[Build] Better fix for break (#871)

This is an improvement on #867, which addressed a build issue by excluding the latest release of `llama-cpp-python` when setting up the GitHub runner machines. The assertion was checking for a self-consistency issue, but it need not be fatal (as evidenced by the fact that we turn it off for Phi3 models). However, if the check fails, it would be helpful to know in bug reports from subsequent failures. Hence, switch to `warnings.warn()`.
guidance-ai · Jun 1, 2024 · 15ff21d · 15ff21d
1 parent c009b1a
commit 15ff21d
Show file tree

Hide file tree

Showing 5 changed files with 16 additions and 6 deletions.
diff --git a/.github/workflows/action_gpu_unit_tests.yml b/.github/workflows/action_gpu_unit_tests.yml
@@ -57,7 +57,7 @@ jobs:
         run: |
           pip install accelerate
           pip uninstall -y llama-cpp-python
-          CMAKE_ARGS="-DLLAMA_CUBLAS=on" pip install "llama-cpp-python!=0.2.58,!=0.2.75,!=0.2.76"
+          CMAKE_ARGS="-DLLAMA_CUBLAS=on" pip install "llama-cpp-python!=0.2.58,!=0.2.75"
       - name: Check GPU available
         run: |
           python -c "import torch; assert torch.cuda.is_available()"

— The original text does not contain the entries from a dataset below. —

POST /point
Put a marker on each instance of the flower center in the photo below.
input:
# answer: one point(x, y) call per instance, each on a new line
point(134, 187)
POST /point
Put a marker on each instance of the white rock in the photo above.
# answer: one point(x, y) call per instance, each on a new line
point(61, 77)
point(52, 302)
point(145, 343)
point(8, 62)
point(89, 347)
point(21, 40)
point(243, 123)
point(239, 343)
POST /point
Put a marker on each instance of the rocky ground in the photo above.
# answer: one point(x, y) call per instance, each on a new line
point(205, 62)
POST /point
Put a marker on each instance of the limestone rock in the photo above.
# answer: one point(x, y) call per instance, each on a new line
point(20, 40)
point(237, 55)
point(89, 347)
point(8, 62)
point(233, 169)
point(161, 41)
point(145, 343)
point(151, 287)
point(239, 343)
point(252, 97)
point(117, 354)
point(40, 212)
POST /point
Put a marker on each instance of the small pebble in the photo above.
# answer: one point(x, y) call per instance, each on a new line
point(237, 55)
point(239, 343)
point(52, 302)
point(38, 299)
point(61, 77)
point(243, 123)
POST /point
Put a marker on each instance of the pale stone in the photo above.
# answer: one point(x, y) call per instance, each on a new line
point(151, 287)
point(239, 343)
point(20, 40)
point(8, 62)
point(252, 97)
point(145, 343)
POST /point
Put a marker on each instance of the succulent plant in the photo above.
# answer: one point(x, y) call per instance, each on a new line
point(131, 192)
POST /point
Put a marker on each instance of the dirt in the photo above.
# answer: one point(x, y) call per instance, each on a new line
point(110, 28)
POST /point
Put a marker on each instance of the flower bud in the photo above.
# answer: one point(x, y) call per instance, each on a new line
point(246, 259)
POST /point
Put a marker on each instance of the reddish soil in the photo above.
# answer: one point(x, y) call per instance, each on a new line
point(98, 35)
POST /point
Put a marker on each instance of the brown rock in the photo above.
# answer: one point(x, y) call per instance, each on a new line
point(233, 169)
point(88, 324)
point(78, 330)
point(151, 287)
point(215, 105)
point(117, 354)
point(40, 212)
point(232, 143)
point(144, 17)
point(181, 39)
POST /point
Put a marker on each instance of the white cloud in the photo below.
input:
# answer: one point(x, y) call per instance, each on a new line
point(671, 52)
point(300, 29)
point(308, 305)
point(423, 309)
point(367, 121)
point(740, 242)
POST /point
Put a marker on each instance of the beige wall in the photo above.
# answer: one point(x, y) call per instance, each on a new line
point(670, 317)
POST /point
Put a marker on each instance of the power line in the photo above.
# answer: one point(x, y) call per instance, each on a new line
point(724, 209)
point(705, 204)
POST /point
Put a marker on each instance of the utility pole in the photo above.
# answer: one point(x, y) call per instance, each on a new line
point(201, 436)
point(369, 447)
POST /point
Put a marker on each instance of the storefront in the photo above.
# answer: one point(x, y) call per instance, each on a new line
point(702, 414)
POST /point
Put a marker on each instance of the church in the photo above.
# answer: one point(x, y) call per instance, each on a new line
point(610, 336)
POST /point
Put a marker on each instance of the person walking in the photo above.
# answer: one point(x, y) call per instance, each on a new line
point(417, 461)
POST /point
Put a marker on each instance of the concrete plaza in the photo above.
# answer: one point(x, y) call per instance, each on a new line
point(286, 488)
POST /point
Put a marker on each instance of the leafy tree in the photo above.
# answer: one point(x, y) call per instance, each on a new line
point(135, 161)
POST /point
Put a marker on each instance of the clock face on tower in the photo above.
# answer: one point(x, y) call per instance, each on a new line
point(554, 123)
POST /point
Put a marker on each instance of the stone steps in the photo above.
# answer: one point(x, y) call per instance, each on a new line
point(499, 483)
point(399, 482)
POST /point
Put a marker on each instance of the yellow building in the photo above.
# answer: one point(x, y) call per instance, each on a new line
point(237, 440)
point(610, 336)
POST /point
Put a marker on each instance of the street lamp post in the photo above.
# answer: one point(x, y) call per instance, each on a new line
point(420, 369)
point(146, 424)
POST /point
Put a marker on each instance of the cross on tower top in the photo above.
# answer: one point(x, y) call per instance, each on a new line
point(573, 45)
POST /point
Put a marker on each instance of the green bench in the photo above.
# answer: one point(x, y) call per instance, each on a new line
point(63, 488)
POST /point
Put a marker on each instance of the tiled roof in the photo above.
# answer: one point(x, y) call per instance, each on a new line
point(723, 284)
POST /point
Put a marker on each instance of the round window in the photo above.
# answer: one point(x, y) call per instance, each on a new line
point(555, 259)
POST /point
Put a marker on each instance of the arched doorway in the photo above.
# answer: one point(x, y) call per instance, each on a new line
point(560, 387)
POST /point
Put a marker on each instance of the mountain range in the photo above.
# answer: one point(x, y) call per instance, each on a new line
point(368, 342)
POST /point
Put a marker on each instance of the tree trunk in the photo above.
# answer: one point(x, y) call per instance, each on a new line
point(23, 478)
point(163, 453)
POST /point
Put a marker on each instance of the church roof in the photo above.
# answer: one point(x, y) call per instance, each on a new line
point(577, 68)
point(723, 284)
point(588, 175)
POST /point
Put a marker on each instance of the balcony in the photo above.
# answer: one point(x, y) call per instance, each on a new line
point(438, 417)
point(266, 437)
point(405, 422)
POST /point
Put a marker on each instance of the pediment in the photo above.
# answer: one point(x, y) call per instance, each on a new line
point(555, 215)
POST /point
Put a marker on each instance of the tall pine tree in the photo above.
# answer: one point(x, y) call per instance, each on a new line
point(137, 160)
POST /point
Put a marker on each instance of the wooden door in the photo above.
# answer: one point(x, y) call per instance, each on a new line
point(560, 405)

diff --git a/.github/workflows/action_plain_unit_tests.yml b/.github/workflows/action_plain_unit_tests.yml
@@ -39,7 +39,7 @@ jobs:
         run: |
           pip install sentencepiece
           pip uninstall -y llama-cpp-python
-          pip install "llama-cpp-python!=0.2.58,!=0.2.76"
+          pip install "llama-cpp-python!=0.2.58"
       - name: Run tests (except server)
         shell: bash
         run: |

diff --git a/.github/workflows/ci_tests.yml b/.github/workflows/ci_tests.yml
@@ -53,7 +53,7 @@ jobs:
       - name: GPU pip installs
         run: |
           pip install accelerate
-          CMAKE_ARGS="-DLLAMA_CUBLAS=on" pip install "llama-cpp-python!=0.2.58,!=0.2.75,!=0.2.76"
+          CMAKE_ARGS="-DLLAMA_CUBLAS=on" pip install "llama-cpp-python!=0.2.58,!=0.2.75"
       - name: Check GPU available
         run: |
           python -c "import torch; assert torch.cuda.is_available()"

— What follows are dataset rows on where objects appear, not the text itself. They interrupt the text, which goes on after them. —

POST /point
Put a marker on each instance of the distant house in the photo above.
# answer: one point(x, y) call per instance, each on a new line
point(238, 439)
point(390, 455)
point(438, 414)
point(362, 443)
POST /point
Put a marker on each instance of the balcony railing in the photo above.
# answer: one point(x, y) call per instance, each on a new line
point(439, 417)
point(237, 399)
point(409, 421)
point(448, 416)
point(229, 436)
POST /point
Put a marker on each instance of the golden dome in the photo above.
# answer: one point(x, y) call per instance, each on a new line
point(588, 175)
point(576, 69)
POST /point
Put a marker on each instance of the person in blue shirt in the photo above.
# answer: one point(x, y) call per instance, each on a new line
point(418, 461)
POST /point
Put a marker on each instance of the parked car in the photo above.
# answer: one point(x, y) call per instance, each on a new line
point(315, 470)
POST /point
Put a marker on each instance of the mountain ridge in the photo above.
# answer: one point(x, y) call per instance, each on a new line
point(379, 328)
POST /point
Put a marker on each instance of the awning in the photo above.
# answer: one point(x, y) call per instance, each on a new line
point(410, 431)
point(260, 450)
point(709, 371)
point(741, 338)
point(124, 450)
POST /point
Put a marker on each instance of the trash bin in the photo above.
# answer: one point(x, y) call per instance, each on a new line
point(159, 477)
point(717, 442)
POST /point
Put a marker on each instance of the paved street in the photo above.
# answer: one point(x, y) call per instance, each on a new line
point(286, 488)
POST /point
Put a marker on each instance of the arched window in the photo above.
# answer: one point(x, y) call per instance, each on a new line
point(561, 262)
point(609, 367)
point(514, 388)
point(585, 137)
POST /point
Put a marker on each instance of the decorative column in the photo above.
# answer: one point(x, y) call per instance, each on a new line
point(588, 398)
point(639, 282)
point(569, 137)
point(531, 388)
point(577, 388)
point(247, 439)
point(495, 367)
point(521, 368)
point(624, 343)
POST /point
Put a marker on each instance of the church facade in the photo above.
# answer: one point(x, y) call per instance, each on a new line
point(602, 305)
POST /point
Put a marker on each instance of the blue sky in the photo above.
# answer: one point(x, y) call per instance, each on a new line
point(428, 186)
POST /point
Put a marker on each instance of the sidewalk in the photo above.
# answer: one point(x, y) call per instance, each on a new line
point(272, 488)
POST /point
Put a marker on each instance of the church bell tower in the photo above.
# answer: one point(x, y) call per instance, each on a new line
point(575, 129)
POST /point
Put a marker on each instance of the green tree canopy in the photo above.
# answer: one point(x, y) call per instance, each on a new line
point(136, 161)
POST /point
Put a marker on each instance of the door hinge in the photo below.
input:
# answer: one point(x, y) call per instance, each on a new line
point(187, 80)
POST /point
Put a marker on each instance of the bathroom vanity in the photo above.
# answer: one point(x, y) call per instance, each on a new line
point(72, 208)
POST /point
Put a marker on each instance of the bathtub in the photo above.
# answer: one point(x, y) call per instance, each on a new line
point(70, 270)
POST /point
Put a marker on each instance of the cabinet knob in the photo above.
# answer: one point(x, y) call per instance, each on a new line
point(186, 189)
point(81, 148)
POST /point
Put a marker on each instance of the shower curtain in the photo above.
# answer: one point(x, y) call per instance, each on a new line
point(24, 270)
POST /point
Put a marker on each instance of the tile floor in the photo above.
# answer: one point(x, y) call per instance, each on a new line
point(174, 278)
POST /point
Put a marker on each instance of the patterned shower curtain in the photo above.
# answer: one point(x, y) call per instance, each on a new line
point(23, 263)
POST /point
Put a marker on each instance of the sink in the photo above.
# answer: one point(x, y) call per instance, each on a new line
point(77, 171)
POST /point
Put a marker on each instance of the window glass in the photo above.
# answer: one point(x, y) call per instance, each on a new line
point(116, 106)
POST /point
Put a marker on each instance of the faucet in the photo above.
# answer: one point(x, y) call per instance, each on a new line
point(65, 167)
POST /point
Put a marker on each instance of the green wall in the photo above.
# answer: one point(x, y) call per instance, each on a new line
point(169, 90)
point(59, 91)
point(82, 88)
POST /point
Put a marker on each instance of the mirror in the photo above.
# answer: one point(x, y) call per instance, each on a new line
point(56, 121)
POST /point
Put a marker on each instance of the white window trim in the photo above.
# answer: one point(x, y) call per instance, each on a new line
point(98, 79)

diff --git a/.github/workflows/notebook_tests.yml b/.github/workflows/notebook_tests.yml
@@ -56,7 +56,7 @@ jobs:
       - name: GPU pip installs
         run: |
           pip install accelerate
-          CMAKE_ARGS="-DLLAMA_CUBLAS=on" pip install "llama-cpp-python!=0.2.58,!=0.2.75,!=0.2.76"
+          CMAKE_ARGS="-DLLAMA_CUBLAS=on" pip install "llama-cpp-python!=0.2.58,!=0.2.75"
       - name: Check GPU available
         run: |
           python -c "import torch; assert torch.cuda.is_available()"

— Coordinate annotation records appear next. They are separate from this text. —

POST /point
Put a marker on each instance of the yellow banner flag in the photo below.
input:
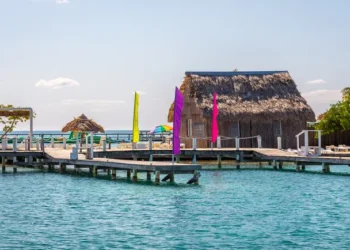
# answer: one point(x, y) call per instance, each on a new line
point(135, 126)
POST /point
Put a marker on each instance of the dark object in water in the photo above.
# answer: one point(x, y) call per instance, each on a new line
point(167, 177)
point(195, 178)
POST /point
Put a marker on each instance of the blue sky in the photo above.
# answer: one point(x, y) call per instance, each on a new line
point(67, 57)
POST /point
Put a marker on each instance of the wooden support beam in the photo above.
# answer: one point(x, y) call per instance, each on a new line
point(114, 173)
point(274, 162)
point(219, 161)
point(172, 178)
point(128, 174)
point(134, 175)
point(280, 164)
point(325, 168)
point(157, 178)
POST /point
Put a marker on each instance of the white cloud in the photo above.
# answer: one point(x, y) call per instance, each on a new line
point(62, 1)
point(57, 83)
point(93, 102)
point(316, 82)
point(322, 96)
point(140, 92)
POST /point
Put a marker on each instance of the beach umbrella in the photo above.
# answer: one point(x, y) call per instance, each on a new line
point(83, 124)
point(161, 129)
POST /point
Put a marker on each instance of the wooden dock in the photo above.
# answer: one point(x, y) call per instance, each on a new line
point(143, 160)
point(61, 157)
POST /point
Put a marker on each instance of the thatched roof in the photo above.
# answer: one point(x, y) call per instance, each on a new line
point(249, 95)
point(83, 124)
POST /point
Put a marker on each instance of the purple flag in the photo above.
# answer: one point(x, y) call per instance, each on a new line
point(178, 106)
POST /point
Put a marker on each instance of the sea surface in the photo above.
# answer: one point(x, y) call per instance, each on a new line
point(247, 209)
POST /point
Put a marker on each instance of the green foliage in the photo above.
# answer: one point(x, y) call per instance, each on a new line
point(337, 117)
point(10, 122)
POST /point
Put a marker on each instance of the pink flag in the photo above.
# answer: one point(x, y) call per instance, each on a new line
point(214, 122)
point(178, 106)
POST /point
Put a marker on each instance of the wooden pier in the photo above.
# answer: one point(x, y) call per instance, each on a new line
point(135, 161)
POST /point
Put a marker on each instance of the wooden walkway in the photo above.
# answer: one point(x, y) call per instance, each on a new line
point(60, 156)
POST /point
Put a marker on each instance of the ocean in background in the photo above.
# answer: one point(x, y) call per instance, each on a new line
point(247, 209)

diff --git a/guidance/models/_model.py b/guidance/models/_model.py
@@ -4,8 +4,10 @@
 import logging
 import queue
 import re
+import textwrap
 import threading
 import time
+import warnings
 
 
 from pprint import pprint
@@ -838,8 +840,16 @@ def _cleanup_tokens(self, token_ids, token_byte_positions):
 
             # another ugly hack for tokenizers that are not stable on encode/decode cycles
             # currently only Phi-3, should generalize this method if we see more of these
-            if not hasattr(self, "_disable_retokenize_check"):
-                assert token_byte_positions[-1] == last_pos, "Cross check last_pos"
+            if token_byte_positions[-1] != last_pos:
+                if not hasattr(self, "_disable_retokenize_check"):
+                    msg = textwrap.dedent(
+                        """Self-consistency check in _cleanup_tokens() failed.
+                        
+                        This is not a fatal issue, but if there are subsequent
+                        generation problems, please include this warning in
+                        your bug report."""
+                    )
+                    warnings.warn(msg)
 
         return token_ids, token_byte_positions